# Sony FINALLY signs deal with Marvel for use of Spider-Man!



## chavosaur (Feb 10, 2015)

IIIIIIIIIIIIIIIIIIIIIIIIITS HAPEEEENNIIIIIIIIIIING

According to Marvel itself, Sony has finally signed a deal with Marvel to bring Spiderman back into the full marvel universe, and allow spiderman to appear alongside other marvel heroes.
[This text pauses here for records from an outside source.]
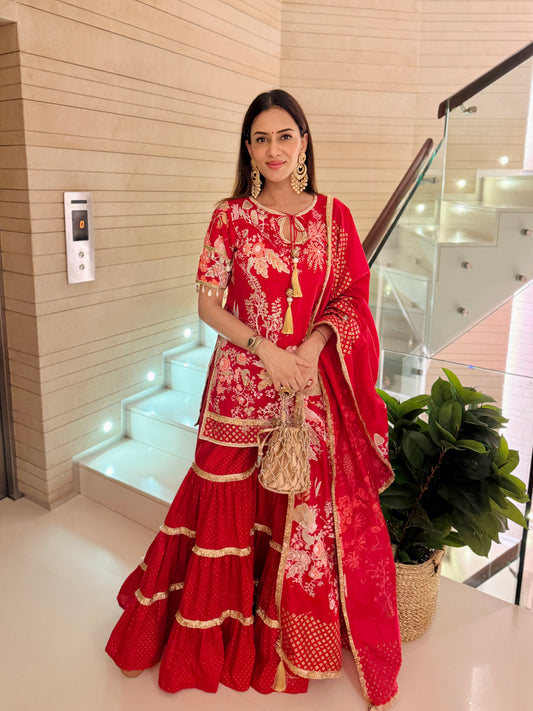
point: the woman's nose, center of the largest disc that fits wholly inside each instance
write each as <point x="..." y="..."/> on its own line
<point x="273" y="147"/>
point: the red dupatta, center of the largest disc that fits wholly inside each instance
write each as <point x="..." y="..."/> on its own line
<point x="358" y="440"/>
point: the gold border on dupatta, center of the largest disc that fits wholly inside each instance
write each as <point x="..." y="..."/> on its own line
<point x="338" y="542"/>
<point x="361" y="420"/>
<point x="307" y="674"/>
<point x="221" y="552"/>
<point x="215" y="622"/>
<point x="269" y="622"/>
<point x="329" y="231"/>
<point x="180" y="531"/>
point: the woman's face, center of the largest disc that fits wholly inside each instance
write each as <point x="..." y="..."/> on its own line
<point x="275" y="143"/>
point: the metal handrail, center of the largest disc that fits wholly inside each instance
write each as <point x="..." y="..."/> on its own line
<point x="378" y="233"/>
<point x="485" y="80"/>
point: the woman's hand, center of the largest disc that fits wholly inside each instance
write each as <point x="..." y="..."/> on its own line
<point x="285" y="368"/>
<point x="310" y="350"/>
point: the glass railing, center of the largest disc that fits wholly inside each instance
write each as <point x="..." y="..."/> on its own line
<point x="463" y="244"/>
<point x="402" y="277"/>
<point x="507" y="572"/>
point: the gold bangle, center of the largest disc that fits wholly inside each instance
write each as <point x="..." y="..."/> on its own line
<point x="317" y="330"/>
<point x="253" y="342"/>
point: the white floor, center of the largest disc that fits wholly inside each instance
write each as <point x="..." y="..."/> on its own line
<point x="60" y="572"/>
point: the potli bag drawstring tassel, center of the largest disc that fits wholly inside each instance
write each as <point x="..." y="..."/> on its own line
<point x="285" y="467"/>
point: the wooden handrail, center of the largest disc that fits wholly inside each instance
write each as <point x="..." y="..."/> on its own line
<point x="485" y="80"/>
<point x="374" y="240"/>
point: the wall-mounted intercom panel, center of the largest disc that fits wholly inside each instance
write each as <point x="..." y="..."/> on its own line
<point x="79" y="237"/>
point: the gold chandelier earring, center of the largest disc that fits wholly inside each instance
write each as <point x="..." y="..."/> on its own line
<point x="256" y="179"/>
<point x="300" y="178"/>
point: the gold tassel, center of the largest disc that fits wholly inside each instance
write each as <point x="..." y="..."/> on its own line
<point x="295" y="282"/>
<point x="280" y="680"/>
<point x="288" y="326"/>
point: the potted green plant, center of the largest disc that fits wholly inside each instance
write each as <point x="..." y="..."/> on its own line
<point x="453" y="487"/>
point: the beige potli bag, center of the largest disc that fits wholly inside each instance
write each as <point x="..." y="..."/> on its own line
<point x="285" y="467"/>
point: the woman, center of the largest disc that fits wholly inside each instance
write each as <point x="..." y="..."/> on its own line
<point x="243" y="585"/>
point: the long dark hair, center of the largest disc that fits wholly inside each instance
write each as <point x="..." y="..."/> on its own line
<point x="263" y="102"/>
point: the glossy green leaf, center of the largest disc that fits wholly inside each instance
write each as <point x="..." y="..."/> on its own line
<point x="502" y="453"/>
<point x="471" y="444"/>
<point x="441" y="391"/>
<point x="511" y="463"/>
<point x="450" y="415"/>
<point x="512" y="512"/>
<point x="418" y="402"/>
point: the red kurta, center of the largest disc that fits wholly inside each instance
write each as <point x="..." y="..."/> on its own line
<point x="239" y="577"/>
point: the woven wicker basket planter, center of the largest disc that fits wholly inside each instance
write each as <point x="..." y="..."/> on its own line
<point x="417" y="588"/>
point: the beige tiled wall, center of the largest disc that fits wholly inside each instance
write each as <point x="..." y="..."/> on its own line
<point x="140" y="103"/>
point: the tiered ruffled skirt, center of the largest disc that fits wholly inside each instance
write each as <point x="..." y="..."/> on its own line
<point x="237" y="580"/>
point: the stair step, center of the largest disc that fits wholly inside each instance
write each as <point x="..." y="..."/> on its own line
<point x="166" y="421"/>
<point x="187" y="372"/>
<point x="134" y="479"/>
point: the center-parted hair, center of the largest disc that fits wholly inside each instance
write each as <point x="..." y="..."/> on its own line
<point x="263" y="102"/>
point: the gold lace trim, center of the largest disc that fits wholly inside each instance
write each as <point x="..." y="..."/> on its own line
<point x="223" y="477"/>
<point x="206" y="624"/>
<point x="340" y="553"/>
<point x="263" y="529"/>
<point x="306" y="673"/>
<point x="181" y="531"/>
<point x="220" y="552"/>
<point x="269" y="622"/>
<point x="238" y="420"/>
<point x="276" y="546"/>
<point x="158" y="596"/>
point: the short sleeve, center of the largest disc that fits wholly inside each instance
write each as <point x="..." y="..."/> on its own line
<point x="214" y="268"/>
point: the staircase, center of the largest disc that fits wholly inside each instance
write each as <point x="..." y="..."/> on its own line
<point x="138" y="473"/>
<point x="450" y="261"/>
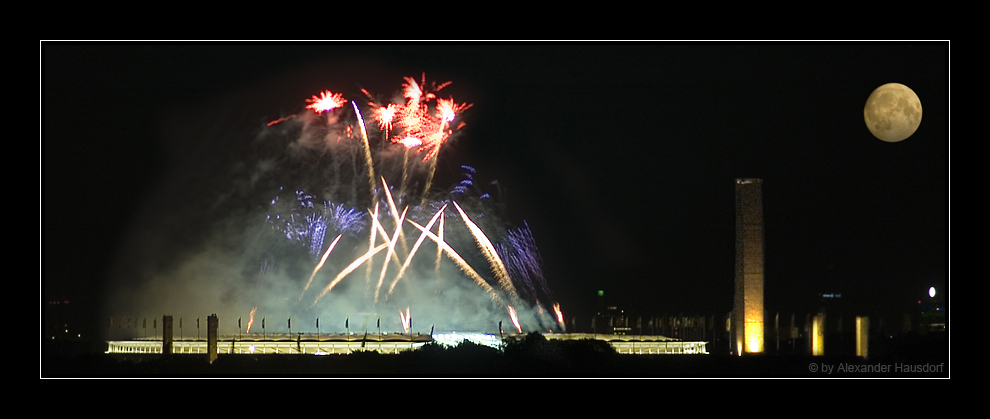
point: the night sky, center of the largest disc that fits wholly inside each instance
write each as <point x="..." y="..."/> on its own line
<point x="621" y="157"/>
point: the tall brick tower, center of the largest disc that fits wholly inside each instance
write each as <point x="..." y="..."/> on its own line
<point x="747" y="312"/>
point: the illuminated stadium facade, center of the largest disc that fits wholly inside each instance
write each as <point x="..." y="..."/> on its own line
<point x="340" y="344"/>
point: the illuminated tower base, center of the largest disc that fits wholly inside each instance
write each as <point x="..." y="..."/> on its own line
<point x="212" y="337"/>
<point x="818" y="335"/>
<point x="747" y="312"/>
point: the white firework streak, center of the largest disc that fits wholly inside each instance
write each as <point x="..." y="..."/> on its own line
<point x="350" y="268"/>
<point x="391" y="252"/>
<point x="320" y="265"/>
<point x="498" y="268"/>
<point x="367" y="151"/>
<point x="467" y="269"/>
<point x="419" y="241"/>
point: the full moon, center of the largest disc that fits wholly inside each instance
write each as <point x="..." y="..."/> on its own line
<point x="892" y="112"/>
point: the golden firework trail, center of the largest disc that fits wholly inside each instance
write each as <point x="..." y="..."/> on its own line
<point x="439" y="251"/>
<point x="350" y="268"/>
<point x="320" y="265"/>
<point x="498" y="268"/>
<point x="419" y="241"/>
<point x="367" y="152"/>
<point x="467" y="269"/>
<point x="395" y="215"/>
<point x="515" y="319"/>
<point x="405" y="320"/>
<point x="560" y="315"/>
<point x="391" y="252"/>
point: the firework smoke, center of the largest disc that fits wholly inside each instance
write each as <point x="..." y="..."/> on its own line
<point x="310" y="177"/>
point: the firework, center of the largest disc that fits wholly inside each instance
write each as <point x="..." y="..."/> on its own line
<point x="490" y="254"/>
<point x="320" y="265"/>
<point x="327" y="101"/>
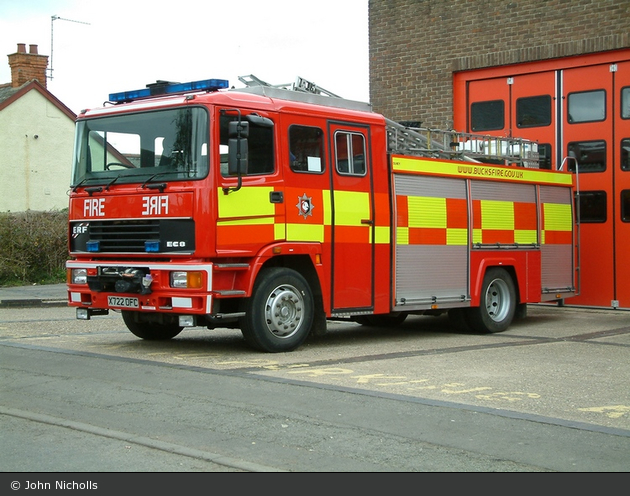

> (Culver City, California, and Burbank, California February 09, 2015) – Sony Pictures Entertainment and Marvel Studios announced today that Sony is bringing Marvel into the amazing world of Spider-Man.
> Under the deal, the new Spider-Man will first appear in a Marvel film from Marvel's Cinematic Universe (MCU). Sony Pictures will thereafter release the next installment of its $4 billion Spider-Man franchise, on July 28, 2017, in a film that will be co-produced by Kevin Feige and his expert team at Marvel and Amy Pascal, who oversaw the franchise launch for the studio 13 years ago. Together, they will collaborate on a new creative direction for the web slinger. Sony Pictures will continue to finance, distribute, own and have final creative control of the Spider-Man films.
> Marvel and Sony Pictures are also exploring opportunities to integrate characters from the MCU into future Spider-Man films.


 SAUCE

Its about damn time, this gets me hyped for spiderman in the future


----------



## VinsCool (Feb 10, 2015)

Yeah I see that on facebook 20 minutes earlier


----------



## Tiffani (Feb 10, 2015)

Fingers crossed this goes well. It's basically inevitable, but I wish they wouldn't recast. I like Andrew Garfield. Plus, I really don't want another origin story.


----------



## Gahars (Feb 11, 2015)

Bring back Spectacular Spider-Man and then we'll talk.


----------



## Hyro-Sama (Feb 11, 2015)

Gahars said:


> Bring back Spectacular Spider-Man and then we'll talk.


 

We need that in live-action. It's the only way I'll be interested in Spider-Man again.


----------



## AsPika2219 (Feb 11, 2015)

I loves Spider-Man forever...........


----------



## BORTZ (Feb 11, 2015)

I am so happy I could cry


----------



## Tom Bombadildo (Feb 11, 2015)

Maybe they'll make some less shit Spiderman movies now. That casts Bortz as Spiderman. I'd watch that.


----------